MADRID: Spanish lawmakers on Thursday voted to end a ban on hunting wolves in the north of the country, three years after its introduction by Prime Minister Pedro Sanchez’s minority leftist government.
Spain declared Iberian wolves living north of the Douro river a protected species in 2021, extending an existing hunting ban that was in place in the south over the objections of farmers who argued that it would lead to more attacks on their livestock.
Controlled hunting of the species had been allowed until then in the region which includes Asturias, Cantabria, Castile and Leon, and Galicia where the vast majority of the country’s Iberian wolves live.
The reversal of the hunting ban was introduced via an amendment to a law on food waste and approved with the votes of lawmakers from the conservative main opposition Popular Party (PP), far-right Vox, Basque regional party PNV and Catalan separatists JxCat.
The amendment introduced by the PP stipulates that the capture and killing of wolves may be “justified” in the event of a threat to the Spanish “productive system,” namely agricultural production.
It removes the wolf from a list of wild species under “special protection” north of the Douro.
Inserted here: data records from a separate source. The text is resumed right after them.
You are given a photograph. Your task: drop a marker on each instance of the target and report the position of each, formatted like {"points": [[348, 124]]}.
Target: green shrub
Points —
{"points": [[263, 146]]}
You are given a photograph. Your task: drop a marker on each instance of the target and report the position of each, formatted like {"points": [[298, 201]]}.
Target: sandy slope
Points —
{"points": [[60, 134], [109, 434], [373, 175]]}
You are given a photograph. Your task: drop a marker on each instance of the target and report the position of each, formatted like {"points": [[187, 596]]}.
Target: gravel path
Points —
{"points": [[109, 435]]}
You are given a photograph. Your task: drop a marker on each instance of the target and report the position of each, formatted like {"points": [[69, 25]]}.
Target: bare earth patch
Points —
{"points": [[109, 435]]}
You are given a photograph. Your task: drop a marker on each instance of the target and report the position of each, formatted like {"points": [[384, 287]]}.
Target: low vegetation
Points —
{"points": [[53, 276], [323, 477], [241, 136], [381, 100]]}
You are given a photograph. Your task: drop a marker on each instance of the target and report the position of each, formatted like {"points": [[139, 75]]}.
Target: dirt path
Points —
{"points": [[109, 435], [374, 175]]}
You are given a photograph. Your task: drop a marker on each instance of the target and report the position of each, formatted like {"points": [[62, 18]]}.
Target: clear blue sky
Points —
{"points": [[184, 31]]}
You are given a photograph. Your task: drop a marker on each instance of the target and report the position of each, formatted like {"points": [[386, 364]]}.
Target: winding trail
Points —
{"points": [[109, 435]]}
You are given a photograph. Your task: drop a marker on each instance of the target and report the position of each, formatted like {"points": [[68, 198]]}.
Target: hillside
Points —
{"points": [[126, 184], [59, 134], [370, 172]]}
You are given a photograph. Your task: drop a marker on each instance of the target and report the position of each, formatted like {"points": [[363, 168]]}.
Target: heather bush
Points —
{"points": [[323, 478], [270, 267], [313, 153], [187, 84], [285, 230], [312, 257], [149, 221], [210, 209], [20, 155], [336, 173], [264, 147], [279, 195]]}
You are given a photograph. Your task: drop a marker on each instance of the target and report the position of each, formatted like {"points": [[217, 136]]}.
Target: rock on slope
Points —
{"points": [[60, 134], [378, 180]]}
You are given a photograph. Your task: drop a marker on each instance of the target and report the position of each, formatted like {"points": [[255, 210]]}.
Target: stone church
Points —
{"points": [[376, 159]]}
Conservation group Ecologists in Action called the reversal of the hunting ban “irresponsible” while animal rights party PACMA described it as “the biggest step backwards in wildlife conservation in years.”
Members of the Bern Convention, tasked with the protection of wildlife in Europe and some African countries, in December agreed to lower the wolf’s protection status from “strictly protected” to “protected.”
Grey wolves were virtually exterminated in Europe 100 years ago but their numbers have rebounded since then to the current population of 20,300, mostly in the Balkans, Nordic countries, Italy and Spain.